Enzyme immunoassay showed that expression of CCL18 occurs in control in almost all donors with M2 activation of macrophages; insignificant secretion of this cytokine is also observed in control samples in M0 and M1 macrophages. Consequently, the cytokine-producing physiological function of M2 macrophages is preserved and is fully realized. In the presence of hydroxyapatite, a statistically significant level of CCL18 production was observed only in donor 7 with alternative M2 activation of macrophages. In the presence of composites and pure PLGA, expression of CCL18 was not observed regardless of the direction of differentiation of macrophages in any of the studied samples. This fact, on the one hand, indicates the absence of an active anti-inflammatory cytokine response during the interaction of innate immunity cells with samples of polymer materials. On the other hand, the cytokine network functions in such a way that the biological role of CCL18 in this case can be duplicated by other anti-inflammatory mediators. In addition, minimal cytokine production or its absence in a particular donor, regardless of the direction of differentiation of macrophages, may be due to the epigenetic mechanisms of the peculiarities of cytokine gene expression.

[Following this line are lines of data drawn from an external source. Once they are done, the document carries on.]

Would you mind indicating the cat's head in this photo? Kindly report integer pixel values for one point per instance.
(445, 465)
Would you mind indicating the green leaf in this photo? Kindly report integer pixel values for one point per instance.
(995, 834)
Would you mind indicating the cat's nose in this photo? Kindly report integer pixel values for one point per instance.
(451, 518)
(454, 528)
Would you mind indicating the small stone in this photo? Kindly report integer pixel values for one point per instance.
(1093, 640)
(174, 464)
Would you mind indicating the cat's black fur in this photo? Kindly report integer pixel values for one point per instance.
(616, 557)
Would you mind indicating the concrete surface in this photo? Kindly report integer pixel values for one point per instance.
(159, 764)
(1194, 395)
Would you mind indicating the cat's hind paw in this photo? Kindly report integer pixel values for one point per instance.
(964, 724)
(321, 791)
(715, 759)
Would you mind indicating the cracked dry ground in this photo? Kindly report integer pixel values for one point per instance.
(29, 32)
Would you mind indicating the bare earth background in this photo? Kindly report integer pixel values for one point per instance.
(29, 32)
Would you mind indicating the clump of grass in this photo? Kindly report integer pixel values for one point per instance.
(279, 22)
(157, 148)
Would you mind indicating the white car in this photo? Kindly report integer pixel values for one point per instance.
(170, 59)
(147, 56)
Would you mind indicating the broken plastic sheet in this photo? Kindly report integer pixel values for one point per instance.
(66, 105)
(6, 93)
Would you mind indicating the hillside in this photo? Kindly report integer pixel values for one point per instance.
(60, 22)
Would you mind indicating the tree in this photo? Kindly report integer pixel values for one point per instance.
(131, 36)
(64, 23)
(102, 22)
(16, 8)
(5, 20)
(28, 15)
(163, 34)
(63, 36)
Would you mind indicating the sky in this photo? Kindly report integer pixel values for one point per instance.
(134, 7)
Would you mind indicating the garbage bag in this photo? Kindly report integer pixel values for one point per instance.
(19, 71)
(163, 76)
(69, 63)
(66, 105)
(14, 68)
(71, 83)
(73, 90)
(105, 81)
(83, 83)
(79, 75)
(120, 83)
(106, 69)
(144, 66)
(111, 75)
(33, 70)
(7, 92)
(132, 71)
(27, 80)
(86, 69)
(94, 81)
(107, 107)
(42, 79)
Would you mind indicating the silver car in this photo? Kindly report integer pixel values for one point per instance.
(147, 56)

The viability test showed (
Figure 16) that the cells in the samples with PLGA and composites were generally comparable to the control sample. Cells in pure HA samples show low viability. Despite the fact that pure HA has pronounced cytotoxic properties, the addition of PLGA can significantly reduce the surface energy and improve the viability of cells.
The values of the viability correlate well with the value of the surface energy of materials and the concentration of acid–base centers in the pKa region of 6.4 and 6.9; this effect may indicate that it is these surface properties that are most important for these composites. These properties are determined by the phase composition of the initial HA ceramics and the nature of the PLGA distribution over its surface.